Industry Insights 5 min read

Why NVLink Supercharges Llama 3 70B Inference: A Deep Performance Breakdown

An in‑depth analysis shows that NVLink 3.0 reduces all‑reduce communication latency for Llama 3 70B inference from over 1.8 seconds to under 100 ms, delivering a dramatic speedup compared with PCIe 4.0 and highlighting the critical role of high‑bandwidth interconnects in large‑model deployments.

Baobao Algorithm Notes

Jan 14, 2025

Why NVLink Supercharges Llama 3 70B Inference: A Deep Performance Breakdown

When running a 70‑billion‑parameter Llama 3 model (TP4) on an RTX 4090 using FP8 tensor cores, the author discovered that communication overhead dominates inference latency, especially during the all‑reduce steps required between GPUs.

The model has 80 layers, each performing two all‑reduce operations. With a hidden dimension of 8192, a single token occupies 16 384 bytes in FP16. The total data transferred per token is therefore substantial.

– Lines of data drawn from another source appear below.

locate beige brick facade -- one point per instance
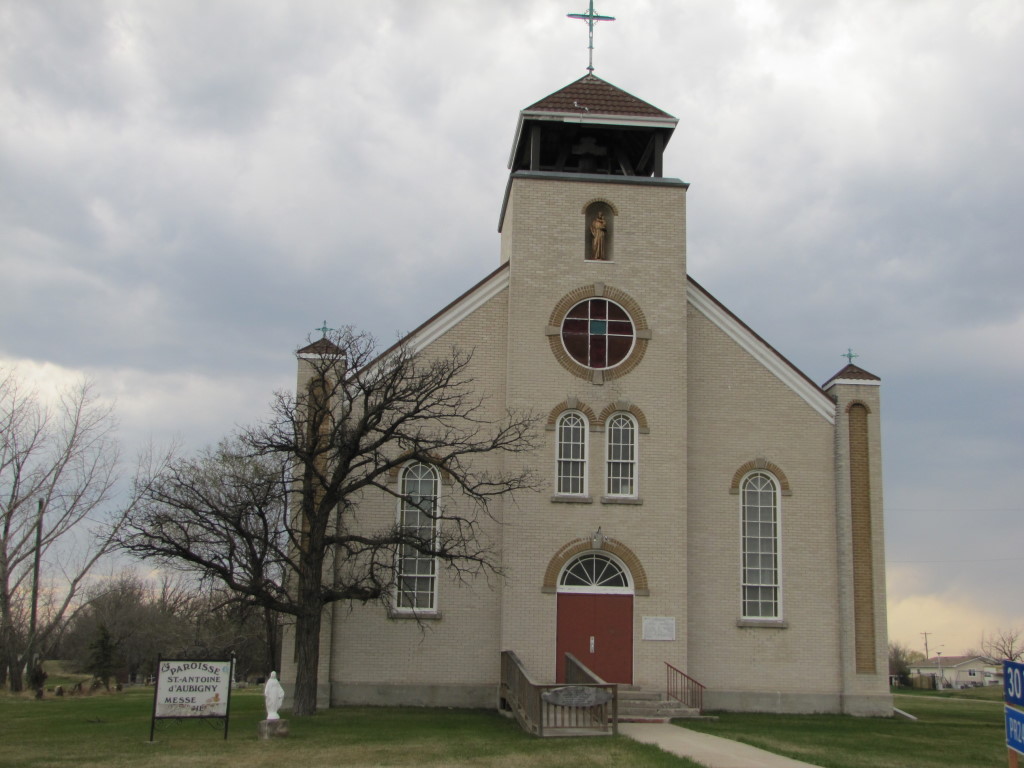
(712, 402)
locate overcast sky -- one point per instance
(188, 188)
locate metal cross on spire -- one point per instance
(591, 17)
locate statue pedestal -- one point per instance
(272, 729)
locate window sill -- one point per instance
(764, 624)
(416, 615)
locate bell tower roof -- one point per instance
(592, 126)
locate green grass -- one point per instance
(950, 731)
(113, 730)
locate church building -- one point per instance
(707, 505)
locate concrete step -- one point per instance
(636, 706)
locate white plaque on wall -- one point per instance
(658, 628)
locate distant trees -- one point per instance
(1004, 643)
(58, 512)
(900, 658)
(133, 620)
(288, 541)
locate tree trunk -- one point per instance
(307, 660)
(14, 678)
(270, 628)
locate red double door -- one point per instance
(598, 630)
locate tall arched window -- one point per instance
(622, 456)
(571, 461)
(418, 515)
(759, 495)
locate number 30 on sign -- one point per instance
(1013, 673)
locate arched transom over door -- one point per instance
(595, 616)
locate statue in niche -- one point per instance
(598, 233)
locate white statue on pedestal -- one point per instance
(273, 695)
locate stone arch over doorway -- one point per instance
(608, 545)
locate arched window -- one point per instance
(594, 571)
(418, 518)
(571, 461)
(759, 500)
(622, 456)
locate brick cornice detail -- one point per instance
(624, 408)
(767, 466)
(570, 403)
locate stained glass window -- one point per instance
(622, 456)
(418, 517)
(571, 454)
(760, 520)
(598, 333)
(593, 570)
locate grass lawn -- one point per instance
(113, 730)
(962, 728)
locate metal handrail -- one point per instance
(683, 688)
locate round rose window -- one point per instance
(598, 333)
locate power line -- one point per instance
(985, 559)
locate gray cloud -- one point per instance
(189, 188)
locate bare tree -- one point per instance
(1004, 643)
(356, 419)
(900, 658)
(58, 482)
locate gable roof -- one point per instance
(760, 349)
(453, 313)
(593, 96)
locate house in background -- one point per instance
(960, 672)
(708, 506)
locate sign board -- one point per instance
(1015, 729)
(192, 688)
(577, 695)
(658, 628)
(1013, 675)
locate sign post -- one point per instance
(1013, 676)
(192, 688)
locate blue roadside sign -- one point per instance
(1015, 729)
(1013, 674)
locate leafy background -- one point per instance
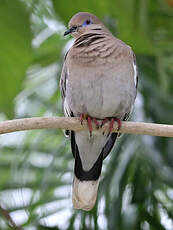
(36, 167)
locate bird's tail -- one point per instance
(84, 194)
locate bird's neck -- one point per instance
(88, 39)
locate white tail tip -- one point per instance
(84, 194)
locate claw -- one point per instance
(96, 122)
(81, 118)
(111, 124)
(104, 122)
(89, 119)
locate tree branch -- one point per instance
(74, 124)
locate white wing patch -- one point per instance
(135, 74)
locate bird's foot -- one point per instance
(112, 120)
(89, 121)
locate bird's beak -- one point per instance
(71, 30)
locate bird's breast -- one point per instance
(99, 93)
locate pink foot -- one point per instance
(111, 124)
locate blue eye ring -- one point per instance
(87, 22)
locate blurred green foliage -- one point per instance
(36, 167)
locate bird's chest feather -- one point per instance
(98, 94)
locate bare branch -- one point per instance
(74, 124)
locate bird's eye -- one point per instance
(87, 22)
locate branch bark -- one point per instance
(74, 124)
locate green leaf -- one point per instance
(15, 51)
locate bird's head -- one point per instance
(84, 22)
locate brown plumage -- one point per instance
(99, 79)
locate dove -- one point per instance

Using nccl-tests, the author measured the latency of a single all‑reduce as a function of token count. For an input of 4 096 tokens, NVLink 3.0 incurred 603 µs per all‑reduce, while PCIe 4.0 required 11 369 µs. Multiplying by 80 layers and two reductions per layer yields total communication costs of 96.48 ms (NVLink) versus 1 819.04 ms (PCIe).

Because the compute portion of the workload is roughly 800 ms, the PCIe‑based communication cost dwarfs the useful work, leaving the GPU idle for most of the inference time.

To validate these figures, the author ran vLLM 0.6.6 on a 4 × A100 setup, disabling NVLink with NCCL_P2P_DISABLE=1. With NVLink enabled, prefill latency was about 878.57 ms; disabling NVLink increased latency to 2 740.17 ms, confirming a ~1.9‑second communication penalty that matches the nccl‑test results.

Further calculations show that for a 4 096‑token input, the total all‑reduce data volume is 384 MB (N × 2 × (D − D/N) with N = 4 GPUs and D = 64 MB). NVLink delivers an effective bandwidth of roughly 631.58 GB/s (384 MB / 603 µs), whereas PCIe provides only about 33.77 GB/s (384 MB / 11 369 µs), aligning with the specifications of NVLink 3.0 and PCIe 4.0.

The study concludes that fast interconnects like NVLink are essential for extracting the full potential of modern GPUs in large‑model inference; without them, communication becomes the bottleneck, rendering much of the GPU’s compute capability unusable.